The first is the closely watched so-called “white collar” exemption to the overtime rule. On July 26, 2017, the WHD issued a request for information on defining and delimiting the exemptions for executive, administrative, professional, outside sales, and computer employees. The comment period ended September 25, 2017. The WHD expects to issue a notice of proposed rulemaking in March 2019. The big question here is what salary level at which overtime requirements would kick in.

Determining joint employment

. Another controversial regulatory action is the notice of proposed rulemaking on joint employment under the FLSA that the WHD expects to issue in December 2018. The division will propose to clarify the contours of the joint-employment relationship to assist the regulated community in complying with the FLSA. Here the question is how narrowly the WHD will draw the criteria under which an employer will be found to jointly employ another employer’s workers.

FLSA regular and basic rates

. The WHD also intends to issue a notice of proposed rulemaking in December 2018 on regular and basic rates under the FLSA, which would update Part 778 of the FLSA “to reflect the 21st century workplace,” specifically, changes in compensation practices and relevant laws. The regulatory action would provide guidance for employers offering these more modern forms of compensation and benefits regarding their inclusion in, or exclusion from, the regular rate. The clarification is intended to ensure that employers have the flexibility to provide such compensation and benefits to their employees. The DOL believes the proposed changes will facilitate FLSA compliance and reduce litigation regarding the regular rate. Additionally, the DOL will update Part 548.

Tipped workers

. In October 2018, the WHD intends to issue a new notice of proposed rulemaking on tip regulations under the FLSA. The first proposed rulemaking notice was issued December 5, 2017, with the comment period extended twice. The important question here is the circumstances under which employees’ tips may be pooled and the extent to which tips may be credited to meet minimum wage requirements.

Youth in health care

. Finally, the comment period on the WHD’s September 27, 2018, notice of proposed rulemaking on employment, training, and apprenticeship opportunities for 16- and 17-year-olds in health care occupations under the FLSA will close on November 26, 2018. The DOL is considering whether it should amend Hazardous Occupations Order No. 7 (occupations involved in the operation of power-driven hoisting apparatus) to reflect current economic and work environments and allow for safe and meaningful employment opportunities for youth in healthcare. Among the controversies here are concerns that 16- and 17-year-olds are generally not able to safely operate power-driven hoists.
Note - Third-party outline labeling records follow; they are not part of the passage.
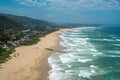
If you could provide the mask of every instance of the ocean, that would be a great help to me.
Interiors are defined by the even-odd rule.
[[[75,28],[48,58],[50,80],[120,80],[120,26]]]

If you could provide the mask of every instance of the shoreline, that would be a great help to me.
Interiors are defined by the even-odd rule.
[[[50,66],[48,57],[53,51],[44,48],[59,48],[59,35],[69,29],[60,29],[52,32],[32,46],[21,46],[16,48],[12,58],[2,64],[0,69],[1,80],[48,80]],[[14,54],[19,54],[14,57]]]

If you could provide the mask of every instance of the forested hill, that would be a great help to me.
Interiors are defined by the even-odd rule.
[[[32,29],[32,30],[45,30],[50,26],[49,22],[43,20],[32,19],[24,16],[15,16],[10,14],[0,13],[0,28],[12,28],[15,30]]]

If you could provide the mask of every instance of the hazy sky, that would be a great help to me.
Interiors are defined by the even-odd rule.
[[[59,23],[120,24],[120,0],[0,0],[0,12]]]

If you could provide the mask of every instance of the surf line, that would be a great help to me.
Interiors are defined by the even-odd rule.
[[[45,48],[45,50],[66,53],[65,51],[54,50],[54,49],[51,49],[51,48]]]

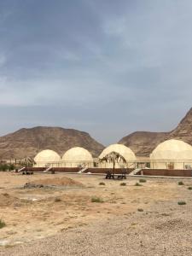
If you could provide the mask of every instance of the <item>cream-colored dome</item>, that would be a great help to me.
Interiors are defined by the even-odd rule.
[[[67,150],[62,157],[64,161],[92,161],[91,154],[85,148],[76,147]]]
[[[150,154],[150,159],[192,160],[192,147],[183,141],[167,140],[156,147]]]
[[[188,169],[192,167],[192,147],[171,139],[156,147],[150,154],[153,169]]]
[[[107,154],[108,154],[113,151],[119,153],[120,155],[122,155],[127,162],[137,160],[136,155],[132,152],[132,150],[122,144],[112,144],[108,146],[102,152],[102,154],[99,156],[99,159],[102,159],[103,157],[105,157]]]
[[[39,152],[34,158],[34,160],[37,166],[40,167],[49,163],[59,163],[61,161],[61,157],[56,152],[50,149],[45,149]]]

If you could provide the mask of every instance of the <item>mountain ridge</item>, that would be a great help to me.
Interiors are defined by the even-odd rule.
[[[83,147],[97,156],[104,146],[88,132],[53,126],[21,128],[0,137],[0,158],[34,157],[39,151],[52,149],[61,156],[73,147]]]
[[[121,138],[119,143],[131,148],[137,156],[148,157],[159,143],[172,138],[192,145],[192,108],[171,131],[135,131]]]

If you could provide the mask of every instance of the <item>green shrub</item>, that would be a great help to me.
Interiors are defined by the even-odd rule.
[[[105,186],[105,183],[100,183],[99,185],[100,186]]]
[[[61,201],[61,198],[58,198],[58,197],[55,197],[55,202]]]
[[[183,182],[178,182],[178,185],[183,185],[184,183]]]
[[[13,171],[13,170],[15,170],[15,165],[10,164],[10,165],[9,166],[9,171]]]
[[[100,197],[97,197],[97,196],[93,196],[91,197],[91,202],[103,202],[103,200]]]
[[[6,224],[3,220],[0,219],[0,229],[3,229],[6,226]]]
[[[136,183],[135,186],[142,186],[142,184],[140,184],[139,183]]]
[[[179,201],[177,202],[177,204],[178,204],[179,206],[183,206],[183,205],[186,205],[186,201]]]
[[[120,186],[126,186],[126,183],[120,183]]]

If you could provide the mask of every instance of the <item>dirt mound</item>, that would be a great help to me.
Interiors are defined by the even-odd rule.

At the National Labor Relations Board, the notice of proposed rulemaking on the standard for determining joint-employer status was issued on September 14, 2018. The comment period on the proposed rulemaking closes on November 13, 2018. The proposed rule is consistent with the standard announced in the Board’s Hy-Brand Industrial Contractors decision from December 2017, a failed effort to overturn the current, broader standard in place under the Obama Board’s Browning-Ferris ruling from 2015.


Two proposed rulemakings particularly notable at the EEOC are proposed amendments to the ADA and GINA regulations on the interaction between those statutes and employer-sponsored wellness programs. The EEOC expects to issue notices of proposed rulemaking under the ADA and under GINA in June 2019. In August 2017, the U.S. District Court for the District of Columbia ordered the EEOC to reconsider its earlier regulations. The proposed revisions will be based on the court’s order, as well as statutory requirements.